Zachciało mi się innych gór. Ileż można łazić w kółko po tych samych ścieżkach beskidzkich, czy też nawet poza nimi, jak to u mnie zazwyczaj ostatnio bywa? Jasne, fajnie jest się przebiec „starym, znanym szlakiem”, posprawdzać, co się zmieniło od ostatniego pobytu, ale… Chciałam popatrzeć na inne widoki i stanąć tam, gdzie mnie jeszcze nie było. Małą Fatrę oczywiście znam z wielu wyjazdów, ale jeszcze kilka ścieżek, którymi nie szłam pozostało na liście „must visit”. Na Słowacji nie byłam od dawna, więc – decyzja jest jedna.
Sprawne dostanie się z Bielska do Żiliny zapewnia Flixbus. Po przekroczeniu granicy, za Svrčinovcem chcę sprawdzić cos na mapie i… Zonk! Zapomniałam ściągnąć mapę na telefon… Papierowa, o której istnieniu jakoś zdążyłam w ogóle zapomnieć, również została w domu… No debil. Nie mam słowackiej karty, więc pozostaje pogodzić się z losem. Na szczęście wiem, dokąd zmierzam i którędy, więc nie ma obaw.
Chwilę po ósmej jestem i staram się opanować porządek rzeczy na dworcu SAD. Mam wrażenie, że jestem tu pierwszy raz, tyle się pozmieniało. Kurzę z kierowcami pod ich kanciapą i przyglądam się modzie młodzieżowej w wersji słowackiej. Hmm… bluzeczki w wersji pasek materiału w poprzek li tylko i jedynie cycków (czy się je ma, czy nie), odsłonięte brzuchy (niezależnie od obwodu talii) a do tego krótkie, obszarpane dżinsy, kolorowe getry piłkarskie do pół łydki i buty do koszykówki. Żeby jeszcze coś błyszczało; kolczyki swobodnie mogące robić za fragment żyrandola. Czadersko!
Autobus do Terchovej. Automatyczne przestawienie na język tubylczy. Za oknami cud pogoda i przepiękne, spadziste i spiczaste zielone pagórzyska zakończone ostro i zadziornie skałami. Coś mi się w środku chichra samo do siebie, chociaż wiem, że to chichranie płaczem się jeszcze zakończy przy podejściu, ale nic to. Jest moc. Jest dużo mocy!
Wysiadam we wsi Bela, przystanek Branica.
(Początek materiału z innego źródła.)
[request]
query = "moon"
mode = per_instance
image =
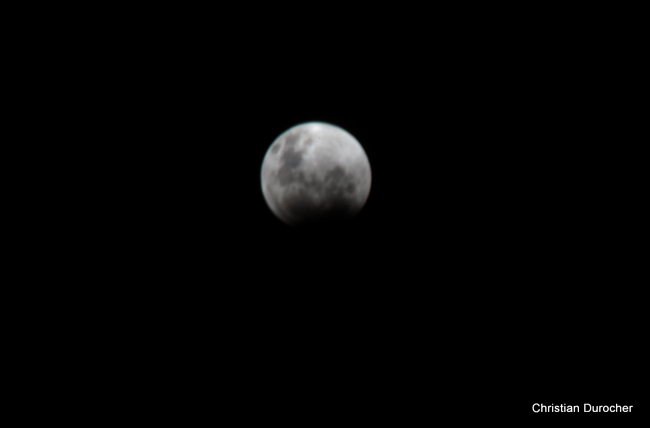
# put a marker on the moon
(315, 173)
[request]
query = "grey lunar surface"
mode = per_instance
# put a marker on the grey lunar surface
(315, 172)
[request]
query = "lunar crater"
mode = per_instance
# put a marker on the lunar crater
(321, 175)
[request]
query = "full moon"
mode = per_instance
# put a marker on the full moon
(315, 173)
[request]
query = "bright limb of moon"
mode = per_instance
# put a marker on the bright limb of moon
(315, 172)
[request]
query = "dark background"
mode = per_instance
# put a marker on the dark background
(494, 261)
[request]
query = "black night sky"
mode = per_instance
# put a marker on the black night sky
(492, 252)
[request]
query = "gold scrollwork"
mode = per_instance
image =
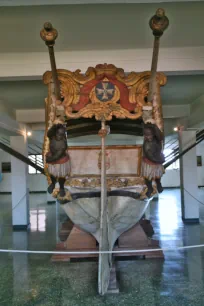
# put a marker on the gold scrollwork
(137, 84)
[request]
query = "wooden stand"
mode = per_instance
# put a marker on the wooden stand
(133, 239)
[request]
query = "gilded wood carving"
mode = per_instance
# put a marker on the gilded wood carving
(103, 92)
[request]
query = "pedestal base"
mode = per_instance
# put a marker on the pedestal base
(133, 239)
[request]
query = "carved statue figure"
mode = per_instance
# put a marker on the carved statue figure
(153, 158)
(58, 157)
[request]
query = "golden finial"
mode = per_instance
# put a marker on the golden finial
(49, 34)
(159, 22)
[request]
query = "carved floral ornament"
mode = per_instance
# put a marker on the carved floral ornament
(103, 92)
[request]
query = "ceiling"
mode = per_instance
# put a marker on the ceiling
(99, 27)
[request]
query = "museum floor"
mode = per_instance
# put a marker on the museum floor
(27, 280)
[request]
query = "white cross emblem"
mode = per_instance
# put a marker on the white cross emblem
(105, 91)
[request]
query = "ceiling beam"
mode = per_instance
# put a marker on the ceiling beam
(33, 116)
(28, 66)
(68, 2)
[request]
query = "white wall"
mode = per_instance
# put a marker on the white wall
(200, 170)
(171, 178)
(36, 182)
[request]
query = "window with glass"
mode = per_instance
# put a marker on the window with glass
(36, 159)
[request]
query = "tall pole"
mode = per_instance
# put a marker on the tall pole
(104, 263)
(158, 23)
(49, 35)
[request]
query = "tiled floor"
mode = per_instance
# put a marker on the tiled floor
(27, 280)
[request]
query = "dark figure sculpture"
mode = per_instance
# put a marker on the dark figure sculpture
(153, 158)
(58, 158)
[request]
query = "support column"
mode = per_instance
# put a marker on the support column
(188, 173)
(19, 185)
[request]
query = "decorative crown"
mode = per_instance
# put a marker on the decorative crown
(105, 68)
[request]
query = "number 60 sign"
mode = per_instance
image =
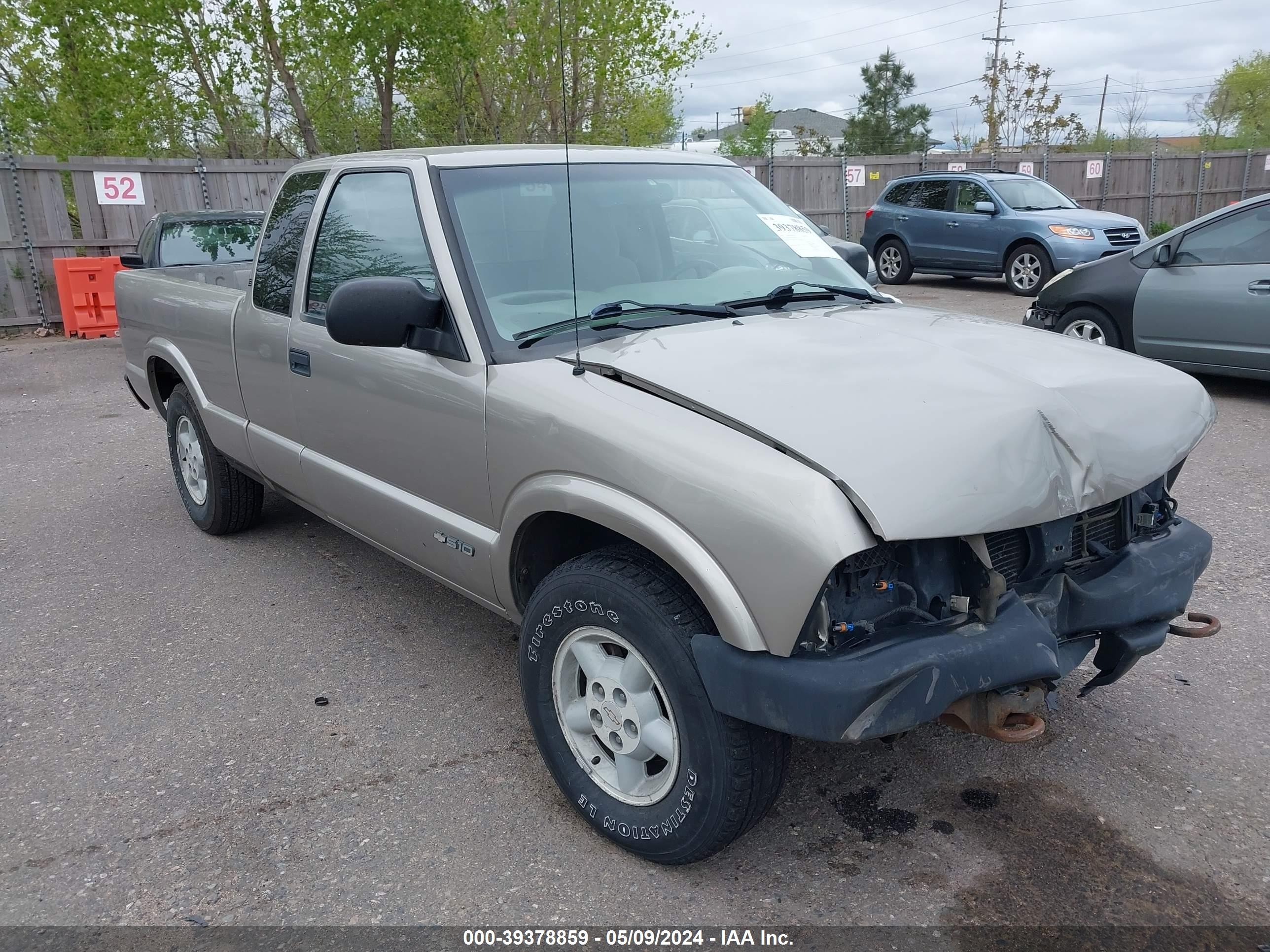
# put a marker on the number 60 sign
(118, 188)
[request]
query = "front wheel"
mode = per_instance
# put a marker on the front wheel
(894, 266)
(623, 719)
(1092, 324)
(1028, 270)
(219, 498)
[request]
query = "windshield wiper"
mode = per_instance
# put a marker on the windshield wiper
(783, 295)
(620, 309)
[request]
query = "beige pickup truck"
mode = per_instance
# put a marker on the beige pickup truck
(729, 493)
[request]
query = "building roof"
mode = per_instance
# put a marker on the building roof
(814, 120)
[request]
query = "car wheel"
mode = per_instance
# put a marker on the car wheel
(894, 266)
(1028, 268)
(623, 719)
(1090, 324)
(219, 498)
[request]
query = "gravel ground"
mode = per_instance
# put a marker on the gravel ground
(163, 756)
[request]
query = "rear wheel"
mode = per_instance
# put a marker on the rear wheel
(1092, 324)
(219, 498)
(623, 719)
(1028, 268)
(894, 266)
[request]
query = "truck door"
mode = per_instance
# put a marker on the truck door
(394, 439)
(261, 331)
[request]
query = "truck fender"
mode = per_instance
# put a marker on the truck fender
(639, 522)
(226, 429)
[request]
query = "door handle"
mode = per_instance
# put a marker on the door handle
(300, 362)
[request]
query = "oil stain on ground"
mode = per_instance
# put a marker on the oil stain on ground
(1059, 865)
(860, 812)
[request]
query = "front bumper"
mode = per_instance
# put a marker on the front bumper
(1042, 631)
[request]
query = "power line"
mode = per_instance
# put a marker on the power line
(925, 46)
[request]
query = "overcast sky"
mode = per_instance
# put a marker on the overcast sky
(808, 52)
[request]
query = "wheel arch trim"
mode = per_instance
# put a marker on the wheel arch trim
(639, 522)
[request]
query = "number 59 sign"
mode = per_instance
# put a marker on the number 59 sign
(118, 188)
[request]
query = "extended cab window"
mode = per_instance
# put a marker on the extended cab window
(280, 245)
(370, 229)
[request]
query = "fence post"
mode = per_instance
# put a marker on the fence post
(1106, 177)
(26, 233)
(202, 174)
(1151, 187)
(846, 205)
(1199, 186)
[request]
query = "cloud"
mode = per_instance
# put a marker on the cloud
(810, 54)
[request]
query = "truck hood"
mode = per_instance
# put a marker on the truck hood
(934, 424)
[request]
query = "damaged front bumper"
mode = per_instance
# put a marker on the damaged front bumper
(1041, 633)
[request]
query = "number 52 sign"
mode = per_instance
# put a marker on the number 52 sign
(118, 188)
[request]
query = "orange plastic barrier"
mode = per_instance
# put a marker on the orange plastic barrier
(85, 287)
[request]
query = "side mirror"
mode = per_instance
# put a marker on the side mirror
(382, 311)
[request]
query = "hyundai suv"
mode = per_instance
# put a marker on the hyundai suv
(985, 224)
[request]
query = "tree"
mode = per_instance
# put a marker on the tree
(1132, 111)
(812, 142)
(1213, 113)
(882, 125)
(1024, 112)
(1247, 85)
(753, 134)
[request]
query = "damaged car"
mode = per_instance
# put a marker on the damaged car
(727, 498)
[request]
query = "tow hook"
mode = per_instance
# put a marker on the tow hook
(1009, 716)
(1209, 626)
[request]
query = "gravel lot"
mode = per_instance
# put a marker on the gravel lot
(163, 757)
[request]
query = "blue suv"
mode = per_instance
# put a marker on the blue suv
(986, 224)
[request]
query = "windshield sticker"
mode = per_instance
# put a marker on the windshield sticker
(798, 235)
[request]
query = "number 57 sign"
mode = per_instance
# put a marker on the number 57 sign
(118, 188)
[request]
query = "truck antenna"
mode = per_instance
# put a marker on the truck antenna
(578, 370)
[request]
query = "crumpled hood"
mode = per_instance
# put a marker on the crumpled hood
(935, 424)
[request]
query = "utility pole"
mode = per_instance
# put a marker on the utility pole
(997, 40)
(1103, 103)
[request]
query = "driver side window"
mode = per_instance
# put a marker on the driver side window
(1242, 238)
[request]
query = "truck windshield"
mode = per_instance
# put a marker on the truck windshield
(682, 234)
(223, 241)
(1032, 195)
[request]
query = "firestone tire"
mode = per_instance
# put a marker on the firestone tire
(219, 498)
(722, 776)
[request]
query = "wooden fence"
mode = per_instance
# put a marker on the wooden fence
(1147, 186)
(49, 208)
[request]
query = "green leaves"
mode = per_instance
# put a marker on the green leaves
(267, 78)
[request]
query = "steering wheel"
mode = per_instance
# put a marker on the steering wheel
(695, 265)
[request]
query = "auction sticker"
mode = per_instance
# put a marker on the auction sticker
(798, 235)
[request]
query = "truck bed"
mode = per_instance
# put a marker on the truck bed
(184, 315)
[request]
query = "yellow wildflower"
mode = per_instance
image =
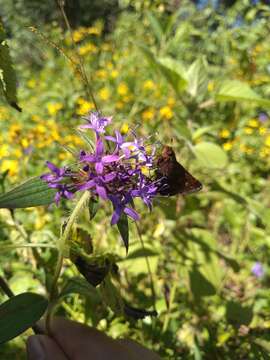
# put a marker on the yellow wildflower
(94, 30)
(262, 130)
(148, 114)
(87, 48)
(31, 83)
(4, 150)
(107, 47)
(267, 140)
(148, 85)
(104, 93)
(171, 101)
(224, 134)
(101, 74)
(264, 152)
(253, 123)
(53, 108)
(3, 112)
(210, 86)
(11, 165)
(124, 128)
(248, 131)
(85, 107)
(127, 98)
(35, 118)
(250, 151)
(114, 73)
(79, 34)
(119, 105)
(227, 146)
(109, 65)
(25, 142)
(17, 153)
(166, 112)
(122, 89)
(243, 148)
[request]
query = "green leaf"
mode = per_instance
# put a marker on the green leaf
(197, 77)
(112, 296)
(141, 253)
(93, 207)
(8, 82)
(235, 90)
(199, 285)
(20, 313)
(123, 229)
(263, 343)
(210, 155)
(237, 314)
(171, 69)
(174, 72)
(33, 192)
(78, 285)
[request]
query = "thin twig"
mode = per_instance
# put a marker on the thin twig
(148, 268)
(80, 60)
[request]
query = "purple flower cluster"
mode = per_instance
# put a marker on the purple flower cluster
(120, 169)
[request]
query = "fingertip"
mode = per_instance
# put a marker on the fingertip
(41, 347)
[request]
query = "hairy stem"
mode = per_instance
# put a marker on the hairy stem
(82, 71)
(62, 253)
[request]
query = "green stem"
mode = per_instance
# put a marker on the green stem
(62, 253)
(148, 268)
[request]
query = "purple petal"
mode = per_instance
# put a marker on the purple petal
(99, 167)
(101, 191)
(109, 177)
(109, 158)
(57, 198)
(116, 216)
(110, 138)
(87, 185)
(99, 147)
(90, 158)
(52, 167)
(131, 213)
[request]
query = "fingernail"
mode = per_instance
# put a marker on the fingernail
(35, 350)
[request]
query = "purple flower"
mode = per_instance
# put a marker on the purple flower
(55, 181)
(263, 117)
(257, 270)
(99, 159)
(120, 206)
(116, 176)
(146, 190)
(96, 122)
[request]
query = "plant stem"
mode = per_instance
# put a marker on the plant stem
(82, 71)
(148, 268)
(5, 288)
(62, 253)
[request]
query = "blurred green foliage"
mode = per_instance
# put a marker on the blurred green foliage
(200, 80)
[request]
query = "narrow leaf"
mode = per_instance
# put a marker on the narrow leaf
(8, 82)
(123, 229)
(20, 313)
(33, 192)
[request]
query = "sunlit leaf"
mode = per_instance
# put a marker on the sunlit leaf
(8, 82)
(210, 155)
(20, 313)
(235, 90)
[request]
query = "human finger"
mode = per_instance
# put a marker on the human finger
(42, 347)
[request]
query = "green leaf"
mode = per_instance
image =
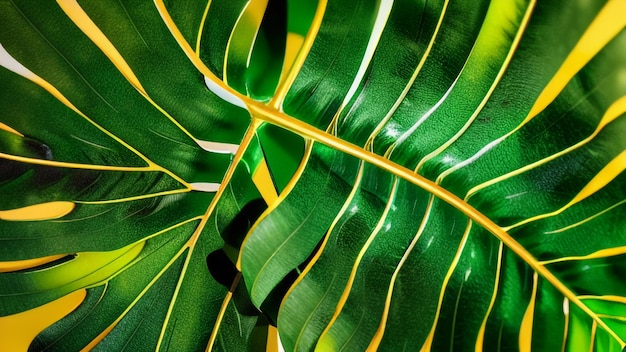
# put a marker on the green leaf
(436, 175)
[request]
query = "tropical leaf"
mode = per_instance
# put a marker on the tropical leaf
(461, 185)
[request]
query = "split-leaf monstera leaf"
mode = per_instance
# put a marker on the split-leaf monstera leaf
(391, 175)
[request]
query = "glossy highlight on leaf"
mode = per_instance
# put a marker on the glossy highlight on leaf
(321, 175)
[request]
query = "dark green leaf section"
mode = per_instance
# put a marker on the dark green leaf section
(275, 255)
(130, 159)
(96, 227)
(283, 152)
(135, 288)
(431, 270)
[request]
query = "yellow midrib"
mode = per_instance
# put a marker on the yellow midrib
(292, 124)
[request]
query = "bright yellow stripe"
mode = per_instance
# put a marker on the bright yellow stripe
(594, 329)
(294, 69)
(263, 181)
(409, 85)
(272, 339)
(604, 177)
(378, 336)
(191, 54)
(193, 240)
(607, 24)
(280, 119)
(140, 197)
(350, 283)
(431, 335)
(526, 329)
(19, 330)
(617, 109)
(608, 298)
(218, 320)
(609, 252)
(294, 43)
(341, 213)
(244, 33)
(566, 327)
(501, 13)
(288, 188)
(38, 212)
(6, 267)
(5, 127)
(612, 317)
(74, 165)
(480, 339)
(73, 10)
(80, 18)
(585, 220)
(201, 27)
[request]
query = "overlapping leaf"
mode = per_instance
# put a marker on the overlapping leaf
(462, 186)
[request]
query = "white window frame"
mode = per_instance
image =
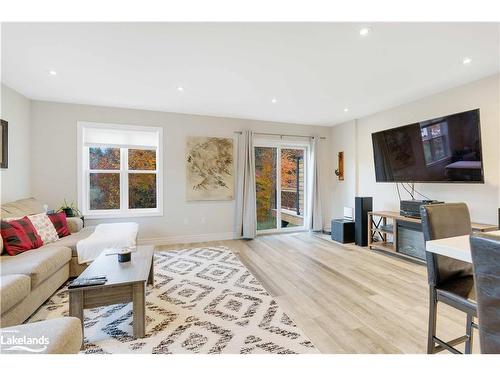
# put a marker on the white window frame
(279, 145)
(84, 175)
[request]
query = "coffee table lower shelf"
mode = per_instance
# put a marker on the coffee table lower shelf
(89, 298)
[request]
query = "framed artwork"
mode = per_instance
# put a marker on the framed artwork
(4, 144)
(209, 169)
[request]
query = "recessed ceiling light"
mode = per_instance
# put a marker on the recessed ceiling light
(365, 31)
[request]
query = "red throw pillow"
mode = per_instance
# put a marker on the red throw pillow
(60, 223)
(19, 236)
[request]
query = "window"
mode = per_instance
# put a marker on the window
(280, 185)
(435, 142)
(119, 170)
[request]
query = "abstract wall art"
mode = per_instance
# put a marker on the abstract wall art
(209, 169)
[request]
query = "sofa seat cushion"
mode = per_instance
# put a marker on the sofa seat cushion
(72, 240)
(38, 264)
(13, 289)
(64, 336)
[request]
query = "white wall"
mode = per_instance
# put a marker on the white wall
(15, 180)
(483, 199)
(54, 163)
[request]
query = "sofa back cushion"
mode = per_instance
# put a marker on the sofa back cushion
(44, 227)
(60, 224)
(19, 236)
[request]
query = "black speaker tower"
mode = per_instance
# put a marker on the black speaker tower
(363, 205)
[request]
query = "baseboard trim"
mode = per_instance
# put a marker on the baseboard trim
(189, 238)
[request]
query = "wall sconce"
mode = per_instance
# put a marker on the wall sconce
(339, 172)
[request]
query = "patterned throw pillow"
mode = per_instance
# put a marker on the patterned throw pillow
(44, 227)
(60, 223)
(19, 236)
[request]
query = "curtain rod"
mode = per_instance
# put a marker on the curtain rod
(283, 135)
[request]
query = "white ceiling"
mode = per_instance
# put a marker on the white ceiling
(314, 70)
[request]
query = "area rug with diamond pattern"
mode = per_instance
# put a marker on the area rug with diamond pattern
(204, 300)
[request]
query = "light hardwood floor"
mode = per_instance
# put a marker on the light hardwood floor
(345, 298)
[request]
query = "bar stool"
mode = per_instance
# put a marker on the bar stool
(450, 281)
(485, 251)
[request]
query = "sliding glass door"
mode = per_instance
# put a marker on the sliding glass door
(280, 177)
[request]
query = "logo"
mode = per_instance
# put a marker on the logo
(11, 341)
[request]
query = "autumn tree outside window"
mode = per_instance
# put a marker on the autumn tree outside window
(119, 170)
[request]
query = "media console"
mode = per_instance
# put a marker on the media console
(384, 227)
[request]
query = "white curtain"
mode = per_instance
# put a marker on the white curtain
(246, 220)
(315, 217)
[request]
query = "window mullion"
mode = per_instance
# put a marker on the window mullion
(124, 180)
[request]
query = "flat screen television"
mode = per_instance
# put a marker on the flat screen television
(444, 149)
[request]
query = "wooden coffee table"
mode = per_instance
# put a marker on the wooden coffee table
(126, 283)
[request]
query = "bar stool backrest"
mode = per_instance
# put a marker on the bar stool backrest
(485, 251)
(443, 221)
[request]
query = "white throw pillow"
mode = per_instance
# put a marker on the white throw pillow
(44, 227)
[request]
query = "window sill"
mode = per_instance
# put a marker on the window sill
(121, 215)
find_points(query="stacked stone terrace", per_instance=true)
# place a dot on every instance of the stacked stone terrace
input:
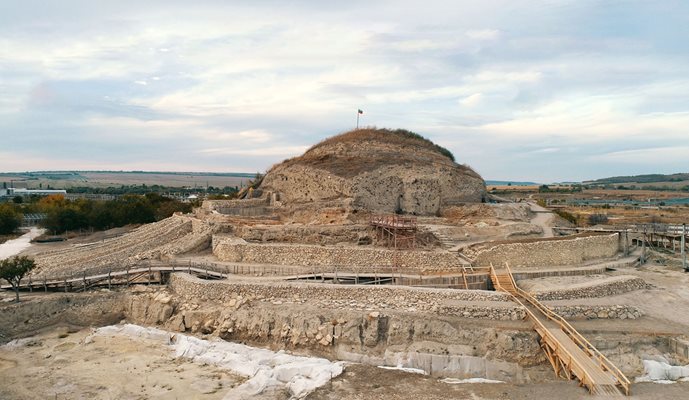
(175, 235)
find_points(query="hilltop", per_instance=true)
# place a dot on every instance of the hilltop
(379, 170)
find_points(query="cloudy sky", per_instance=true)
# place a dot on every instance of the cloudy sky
(522, 90)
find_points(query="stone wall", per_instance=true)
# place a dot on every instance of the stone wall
(548, 253)
(440, 301)
(245, 208)
(300, 233)
(233, 249)
(608, 287)
(598, 312)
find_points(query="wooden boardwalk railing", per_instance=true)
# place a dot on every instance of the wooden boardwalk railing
(570, 354)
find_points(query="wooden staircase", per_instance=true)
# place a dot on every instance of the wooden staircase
(570, 354)
(502, 281)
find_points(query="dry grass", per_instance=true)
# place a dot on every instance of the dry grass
(407, 148)
(400, 137)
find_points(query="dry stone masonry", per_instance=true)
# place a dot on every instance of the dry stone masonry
(547, 253)
(233, 249)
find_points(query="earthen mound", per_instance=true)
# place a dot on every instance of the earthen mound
(376, 170)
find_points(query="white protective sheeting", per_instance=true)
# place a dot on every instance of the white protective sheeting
(663, 372)
(15, 246)
(455, 381)
(267, 370)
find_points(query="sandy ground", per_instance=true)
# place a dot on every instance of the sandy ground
(58, 365)
(543, 218)
(16, 246)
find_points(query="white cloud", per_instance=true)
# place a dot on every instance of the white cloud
(275, 151)
(484, 34)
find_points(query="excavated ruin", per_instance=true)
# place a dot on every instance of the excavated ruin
(376, 170)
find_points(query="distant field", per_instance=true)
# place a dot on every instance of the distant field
(632, 194)
(677, 184)
(66, 180)
(513, 188)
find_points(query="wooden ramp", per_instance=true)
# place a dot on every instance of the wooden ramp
(570, 354)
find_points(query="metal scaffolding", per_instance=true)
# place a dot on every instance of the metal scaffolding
(395, 231)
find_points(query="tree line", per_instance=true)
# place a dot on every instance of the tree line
(70, 215)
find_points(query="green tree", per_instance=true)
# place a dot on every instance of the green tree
(14, 269)
(10, 219)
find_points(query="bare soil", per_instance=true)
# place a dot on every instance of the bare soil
(367, 382)
(62, 365)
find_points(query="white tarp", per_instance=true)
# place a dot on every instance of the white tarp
(16, 246)
(266, 369)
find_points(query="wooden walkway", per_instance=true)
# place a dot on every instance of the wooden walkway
(570, 354)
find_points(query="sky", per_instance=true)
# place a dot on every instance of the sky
(536, 90)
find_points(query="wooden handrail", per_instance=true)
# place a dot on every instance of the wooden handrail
(578, 338)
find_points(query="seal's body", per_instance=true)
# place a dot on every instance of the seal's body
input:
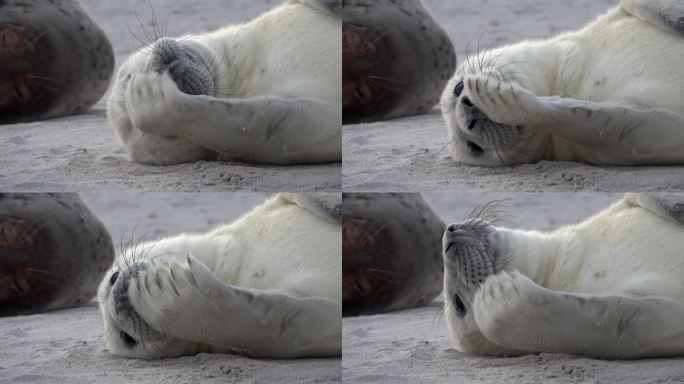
(53, 252)
(609, 287)
(397, 60)
(266, 285)
(267, 91)
(391, 258)
(610, 93)
(54, 60)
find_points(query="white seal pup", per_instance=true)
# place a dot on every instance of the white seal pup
(267, 91)
(609, 287)
(267, 285)
(608, 94)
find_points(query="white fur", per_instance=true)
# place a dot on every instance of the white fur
(276, 97)
(610, 93)
(609, 287)
(265, 285)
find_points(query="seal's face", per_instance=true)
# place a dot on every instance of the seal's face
(126, 333)
(475, 139)
(471, 253)
(189, 63)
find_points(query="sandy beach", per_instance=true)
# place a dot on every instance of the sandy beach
(82, 153)
(413, 346)
(410, 154)
(67, 346)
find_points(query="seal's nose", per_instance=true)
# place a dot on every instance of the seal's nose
(166, 51)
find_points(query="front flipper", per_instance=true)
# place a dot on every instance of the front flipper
(513, 311)
(185, 300)
(667, 205)
(270, 129)
(665, 14)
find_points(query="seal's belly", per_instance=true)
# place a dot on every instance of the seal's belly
(624, 249)
(630, 60)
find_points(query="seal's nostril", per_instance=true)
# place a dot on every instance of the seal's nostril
(112, 279)
(461, 309)
(127, 339)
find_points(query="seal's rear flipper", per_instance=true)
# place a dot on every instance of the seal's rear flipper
(668, 205)
(665, 14)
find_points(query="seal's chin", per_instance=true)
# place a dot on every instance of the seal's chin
(185, 63)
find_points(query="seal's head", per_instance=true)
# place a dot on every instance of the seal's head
(189, 63)
(471, 252)
(126, 333)
(475, 139)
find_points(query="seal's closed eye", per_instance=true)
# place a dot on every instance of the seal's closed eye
(459, 89)
(128, 340)
(112, 279)
(476, 149)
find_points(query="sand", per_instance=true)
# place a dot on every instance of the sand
(413, 346)
(67, 346)
(410, 154)
(82, 153)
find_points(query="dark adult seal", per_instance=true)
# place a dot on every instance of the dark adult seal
(391, 253)
(54, 60)
(396, 59)
(53, 252)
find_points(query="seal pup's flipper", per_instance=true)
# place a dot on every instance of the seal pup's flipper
(667, 205)
(326, 205)
(274, 129)
(623, 126)
(332, 6)
(184, 299)
(665, 14)
(513, 311)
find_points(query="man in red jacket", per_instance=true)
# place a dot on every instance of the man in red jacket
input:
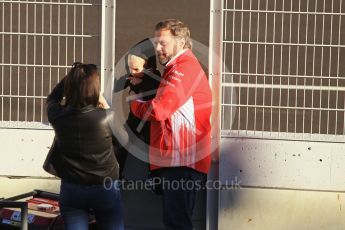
(180, 123)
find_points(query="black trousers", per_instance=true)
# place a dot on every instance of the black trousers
(178, 187)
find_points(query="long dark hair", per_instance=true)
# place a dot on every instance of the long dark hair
(82, 86)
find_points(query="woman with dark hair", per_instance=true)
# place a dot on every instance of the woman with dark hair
(143, 80)
(86, 161)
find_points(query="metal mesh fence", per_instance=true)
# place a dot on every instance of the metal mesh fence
(284, 73)
(39, 41)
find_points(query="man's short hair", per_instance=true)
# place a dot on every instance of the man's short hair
(177, 28)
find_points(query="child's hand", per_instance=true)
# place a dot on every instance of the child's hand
(135, 80)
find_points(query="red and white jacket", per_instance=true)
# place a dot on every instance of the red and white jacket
(180, 116)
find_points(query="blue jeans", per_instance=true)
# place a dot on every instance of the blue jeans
(77, 200)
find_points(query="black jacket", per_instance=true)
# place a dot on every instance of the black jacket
(84, 139)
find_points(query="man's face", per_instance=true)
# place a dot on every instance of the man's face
(136, 67)
(167, 45)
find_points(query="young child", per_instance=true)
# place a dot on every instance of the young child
(143, 80)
Szlak zielony doliną Malej Branicy. Na jej początku wita mnie Windows 98…
Chwilę później zaczepia mnie jakiś pan, żebym uważała na niedźwiedzia, bo se tu jeden łazi… No tak, przecież… Od tego momentu jakoś często rozglądam się po większym łuku niż zazwyczaj. Szlakowskaz od hotelu pokazuje: Sedlo Bublen 3:20. Dolina wije się między stromymi wzgórzami, podchodzi pod kolonię domków letniskowych, kilka starych drewnianych spichlerzy czy też bacówek zamkniętych na kłódkę, jest cichutko i przyjemnie, czasem ktoś krząta się w obejściu, kwiaty, szemrzący potok i spokój… Mogłabym tu mieszkać. Naprawdę.
Dochodzi 10 rano, zaraz zacznie się podejście, toteż przysiadam na balach drewna i zarządzam przerwę na kawę. W końcu od 4:30 na nogach, trzeba się doładować. I jak najsprawniej zrobić podejście. Po kawce nabieram wody ze źródła, wpadając po kostki w błoto i ruszam. Od razu stwierdzam, że słowaccy znakarze podeszli do tematu oznakowania tego szlaku z wielką nonszalancją (generalnie aż do samej góry). Na większości rozwidleń ścieżek znaki są tak zmyślnie umieszczone, żeby przypadkiem nie było ich widać. Dobrze, że mam jeszcze resztki rozumu i wiem, w którą stronę się kierować. Szeroki zakos za zwężeniem doliny i szlak staje dęba. No cóż, witamy w Małej Fatrze!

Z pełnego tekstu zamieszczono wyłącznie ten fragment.